Étymologie,
À propos de l’expertise judiciaire
L’expertise judiciaire est d’abord une expertise, celle d’un expert, qui doit avoir de l’expérience, des mots qui appartiennent à la même famille étymologique, une grande famille comportant d’intéressantes ramifications comme nous allons le voir.
L’expertise, l’expérience et l’expérimentation
Le point de départ est l’adjectif latin peritus « expérimenté, habile », qui se relie au grec peira « tentative, mise à l’épreuve », dont dérivent empeiria « expérience », empeirikos « d’après l’expérience », d’où empirique. Ces mots se rattachent à une vaste racine *per- « aller de l’avant, pénétrer dans ».
Revenons à peritus, qui est le participe passé d’un verbe non attesté *periri, signifiant « éprouver, essayer », disparu sous cette forme simple, mais continué dans le même sens sous la forme préfixée experiri, dont provient tout un vocabulaire latin, puis français :
- De son participe présent, experiens « entreprenant », dérive experientia « essai, tentative » d’où expérience.
- Du nom obtenu avec le suffixe -mentum, experimentum « essai, preuve par l’expérience » dérive experimentare, d’où expérimenter, expérimenté, expérimentation, ainsi qu’expérimental par le latin médiéval experimentalis.

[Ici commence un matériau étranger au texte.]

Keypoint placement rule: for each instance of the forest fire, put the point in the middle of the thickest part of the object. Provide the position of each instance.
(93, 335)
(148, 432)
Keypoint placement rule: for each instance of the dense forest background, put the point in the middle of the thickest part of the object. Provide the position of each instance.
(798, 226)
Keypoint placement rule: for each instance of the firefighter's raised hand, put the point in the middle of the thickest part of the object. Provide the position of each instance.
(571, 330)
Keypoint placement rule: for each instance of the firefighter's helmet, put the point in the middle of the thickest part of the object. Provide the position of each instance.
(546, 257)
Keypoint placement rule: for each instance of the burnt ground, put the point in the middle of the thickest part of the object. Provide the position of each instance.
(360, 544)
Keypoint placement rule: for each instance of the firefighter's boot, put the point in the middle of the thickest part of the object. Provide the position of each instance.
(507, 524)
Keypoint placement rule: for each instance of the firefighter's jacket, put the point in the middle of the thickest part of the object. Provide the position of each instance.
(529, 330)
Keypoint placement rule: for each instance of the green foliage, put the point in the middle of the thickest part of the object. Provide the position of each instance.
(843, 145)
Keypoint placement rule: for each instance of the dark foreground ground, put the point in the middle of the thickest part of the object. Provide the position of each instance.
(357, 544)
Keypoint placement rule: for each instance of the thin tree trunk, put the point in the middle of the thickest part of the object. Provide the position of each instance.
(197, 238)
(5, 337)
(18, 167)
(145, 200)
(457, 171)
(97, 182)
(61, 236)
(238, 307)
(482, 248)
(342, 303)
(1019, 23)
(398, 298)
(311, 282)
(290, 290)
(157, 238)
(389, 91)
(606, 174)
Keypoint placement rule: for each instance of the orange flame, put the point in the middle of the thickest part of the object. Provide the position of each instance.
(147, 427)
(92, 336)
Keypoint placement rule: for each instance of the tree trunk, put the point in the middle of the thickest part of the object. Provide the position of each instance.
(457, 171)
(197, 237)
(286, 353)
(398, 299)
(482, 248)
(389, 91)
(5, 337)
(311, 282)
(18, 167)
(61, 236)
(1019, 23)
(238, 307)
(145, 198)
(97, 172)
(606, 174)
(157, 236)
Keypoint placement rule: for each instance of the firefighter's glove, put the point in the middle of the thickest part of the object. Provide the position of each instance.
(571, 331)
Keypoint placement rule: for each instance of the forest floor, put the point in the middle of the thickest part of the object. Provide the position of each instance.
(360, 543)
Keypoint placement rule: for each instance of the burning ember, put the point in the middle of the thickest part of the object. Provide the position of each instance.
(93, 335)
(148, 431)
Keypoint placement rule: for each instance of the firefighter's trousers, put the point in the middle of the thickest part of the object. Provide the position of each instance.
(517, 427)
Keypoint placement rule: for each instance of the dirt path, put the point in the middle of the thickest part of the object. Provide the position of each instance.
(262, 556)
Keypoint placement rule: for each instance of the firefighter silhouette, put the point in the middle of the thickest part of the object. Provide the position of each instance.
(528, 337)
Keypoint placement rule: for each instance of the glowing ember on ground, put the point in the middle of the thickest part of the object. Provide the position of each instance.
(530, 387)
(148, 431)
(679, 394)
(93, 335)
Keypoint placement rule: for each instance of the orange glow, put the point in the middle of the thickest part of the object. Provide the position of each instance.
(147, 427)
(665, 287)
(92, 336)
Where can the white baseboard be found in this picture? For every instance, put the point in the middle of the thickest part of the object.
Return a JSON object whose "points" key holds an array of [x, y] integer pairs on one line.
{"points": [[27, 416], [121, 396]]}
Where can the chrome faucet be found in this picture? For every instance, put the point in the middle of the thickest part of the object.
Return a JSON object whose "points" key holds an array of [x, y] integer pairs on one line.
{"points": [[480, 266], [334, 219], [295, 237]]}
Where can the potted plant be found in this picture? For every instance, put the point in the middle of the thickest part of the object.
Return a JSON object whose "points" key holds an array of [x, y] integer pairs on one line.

- Enfin de son participe passé expertus « éprouvé » vient expert, puis expertise.
Remarquons ici que si l’expérience 1 (au sens de l’expertise) est rassurante, une expérience 2 (au sens d’une expérimentation) peut être inquiétante, et cela explique l’apparition de termes à connotation négative dans la suite.
Incidemment, l’anglais a emprunté à l’ancien français l’essentiel de ce vocabulaire, avec des nuances comme la distinction entre experience « expérience 1 » et experiment « expérience 2 ».
L’impéritie, le péril et le risque de péricliter
En latin, de peritus dérive peritia « connaissance par l’expérience », et les mots contraires sont imperitus et imperitia. Il se trouve que, de ces quatre mots, un seul est passé en français, impéritie, qui est donc synonyme d’inexpérience.
D’autre part, du verbe supposé *periri dérive aussi periculum, avec le suffixe -(i)culus, à valeur diminutive ou péjorative. En effet, le mot periculum, au tout premier sens « essai, expérience », signifie plus couramment « danger, risque, péril », d’où en français péril, périlleux (du latin periculosus).
Et de periculum dérive le verbe periculari, ainsi que son fréquentatif periclitari, signifiant d’abord « faire un essai, essayer » puis surtout « être en danger, mettre en danger ». De là vient en français péricliter. Et finalement périr ? Non, car périr vient du latin perire, formé de per « à travers » et ire « aller », c’est-à-dire « aller au-delà, trépasser » (encore que le préfixe per relève tout de même de la racine *per- évoquée plus haut).
Notons enfin que periculum désignait aussi le péril couru en justice, c’est-à-dire le risque de perdre un procès, ce qui nous amène à l’expertise judiciaire.
Juridique ou judiciaire ?
Les adjectifs latins juridicus et judiciarius sont tous deux issus de jus, juris « droit » et dicare « dire » (d’où en latin, judicare « dire le droit, juger », judicium « procès »). L’expert juridique « dit le droit » en tant que spécialiste de cette discipline, alors que l’expert judiciaire donne des avis techniques sur les points litigieux, y compris devant le juge.
Épilogue
Pour un expérimentateur audacieux, il est bon d’avoir un expert judiciaire aussi expérimenté que judicieux, pour écarter les risques et périls à caractère juridique.